I work with a dataset that contains information on cells (%) after stimulation over a period of time. In order to asses the effect of the stimulation, I've subtracted the negative control (non-stimulated cells) from the stimulated cells. This often resulted in negative outcomes, which have been set to zero. Based on the reasoning that if there are lower/equal cells produced after stimulation compared to the negative control, there is no reaction en thus 0 stimulation going on.
Now I would like to know whether these assigned zero's are 'correct' and thus statistically different to the lower values in my data set and whether or not all counts below 1 (or another value) rather than below 0 should be set to Zero.

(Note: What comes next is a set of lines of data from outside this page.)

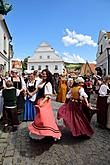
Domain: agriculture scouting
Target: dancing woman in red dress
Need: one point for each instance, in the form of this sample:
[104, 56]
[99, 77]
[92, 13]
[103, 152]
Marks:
[44, 123]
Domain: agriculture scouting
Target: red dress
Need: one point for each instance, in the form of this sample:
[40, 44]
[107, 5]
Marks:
[74, 117]
[44, 123]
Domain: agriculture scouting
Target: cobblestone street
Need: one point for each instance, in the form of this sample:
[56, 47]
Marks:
[18, 149]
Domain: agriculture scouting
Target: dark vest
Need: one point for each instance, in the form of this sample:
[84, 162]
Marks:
[32, 88]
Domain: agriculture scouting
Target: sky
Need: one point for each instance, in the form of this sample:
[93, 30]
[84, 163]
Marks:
[71, 27]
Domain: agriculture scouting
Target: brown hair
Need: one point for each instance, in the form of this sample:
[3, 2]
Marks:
[9, 83]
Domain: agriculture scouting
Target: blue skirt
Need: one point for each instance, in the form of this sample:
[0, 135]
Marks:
[29, 111]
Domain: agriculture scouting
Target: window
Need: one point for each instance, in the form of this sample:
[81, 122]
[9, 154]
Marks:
[32, 67]
[48, 57]
[39, 67]
[56, 67]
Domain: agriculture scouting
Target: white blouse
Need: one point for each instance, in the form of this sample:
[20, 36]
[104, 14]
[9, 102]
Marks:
[81, 93]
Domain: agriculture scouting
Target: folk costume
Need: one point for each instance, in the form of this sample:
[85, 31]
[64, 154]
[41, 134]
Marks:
[19, 84]
[30, 112]
[44, 123]
[72, 112]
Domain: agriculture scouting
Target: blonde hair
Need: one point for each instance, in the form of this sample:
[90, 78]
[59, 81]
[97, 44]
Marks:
[9, 83]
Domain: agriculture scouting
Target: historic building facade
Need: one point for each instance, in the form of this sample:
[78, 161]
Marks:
[6, 48]
[103, 53]
[45, 57]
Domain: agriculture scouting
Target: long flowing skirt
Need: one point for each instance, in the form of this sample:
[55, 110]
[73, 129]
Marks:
[75, 119]
[102, 113]
[29, 111]
[20, 107]
[44, 123]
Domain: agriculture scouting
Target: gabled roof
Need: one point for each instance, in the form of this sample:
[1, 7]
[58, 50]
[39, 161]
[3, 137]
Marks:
[45, 50]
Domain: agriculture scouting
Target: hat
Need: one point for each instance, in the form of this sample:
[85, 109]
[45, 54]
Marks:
[79, 80]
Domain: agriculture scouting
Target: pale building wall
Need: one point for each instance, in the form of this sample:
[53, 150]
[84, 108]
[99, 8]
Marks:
[45, 55]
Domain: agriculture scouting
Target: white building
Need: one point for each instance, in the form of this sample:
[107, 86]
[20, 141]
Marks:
[103, 53]
[5, 46]
[45, 57]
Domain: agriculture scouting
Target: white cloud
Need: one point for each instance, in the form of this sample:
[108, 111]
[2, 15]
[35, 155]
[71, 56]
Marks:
[72, 58]
[72, 38]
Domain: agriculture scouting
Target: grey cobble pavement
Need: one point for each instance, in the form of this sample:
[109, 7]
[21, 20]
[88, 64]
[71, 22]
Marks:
[18, 149]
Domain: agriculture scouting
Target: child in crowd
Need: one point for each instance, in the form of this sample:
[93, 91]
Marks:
[9, 108]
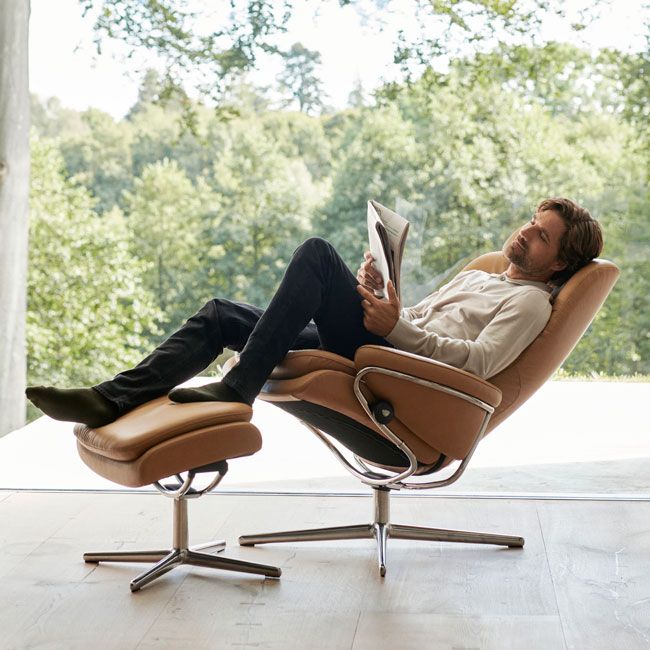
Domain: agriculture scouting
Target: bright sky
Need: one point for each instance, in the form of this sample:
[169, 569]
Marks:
[62, 61]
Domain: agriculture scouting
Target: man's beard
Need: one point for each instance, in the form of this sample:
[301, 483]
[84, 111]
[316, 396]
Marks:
[516, 255]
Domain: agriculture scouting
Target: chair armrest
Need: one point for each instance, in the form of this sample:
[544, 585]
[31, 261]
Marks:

How can I tackle this in R?
Would the Score Tests for Zero-Inflation of Van den Broek, Jan. 1995. be appropriate?
Snapshot of the df:
[73] NA NA NA NA NA NA NA 0.0000 1.1500*
[82] 0.0000 NA 0.0000 0.0000 0.0000 0.0000 0.0000 0.0000 0.0000*
[91] 0.0000 0.0000 0.0000 0.0000 0.0000 NA 10.8000 0.0000 0.7350*
As I'm setting the zero values myself: 'IF True_Value (Stimulation response - Negative control) < 0 => assign 0'. I'm wondering whether the smaller values below e.g. 1 are responses or should also be zero and thus whether < 0 should be changed to < 1 or <0.5 or <0.1. However, I don't know how I could test this in R.
However, I guess this test just determines whether my data is zero-inflated and does not give any information on whether the low values should be zero's as well.
Okay, I think I'm in over my head here nor do I have access to the Van den Broek, (1995) article.
I think you're correct that treating the negative numbers and the ' true' zeros as the same is a mistake. Intuitively it just feels wrong to set those negative values to zero. It feels like you're losing information. But I think that's subject matter issue not a programming or even a statistical issue. Since I don't know the subject area I don't even understand how you can get negative numbers.
I would think you need to discuss the issue with colleagues that understand your research area and then maybe consult a statistician.
No problem. I've already had some discussions regarding this topic with several colleagues, but there was never a consensus on the matter let alone a solution to the problem. So, I though turning to a bigger audience might help.
Either way, thank you for looking at it.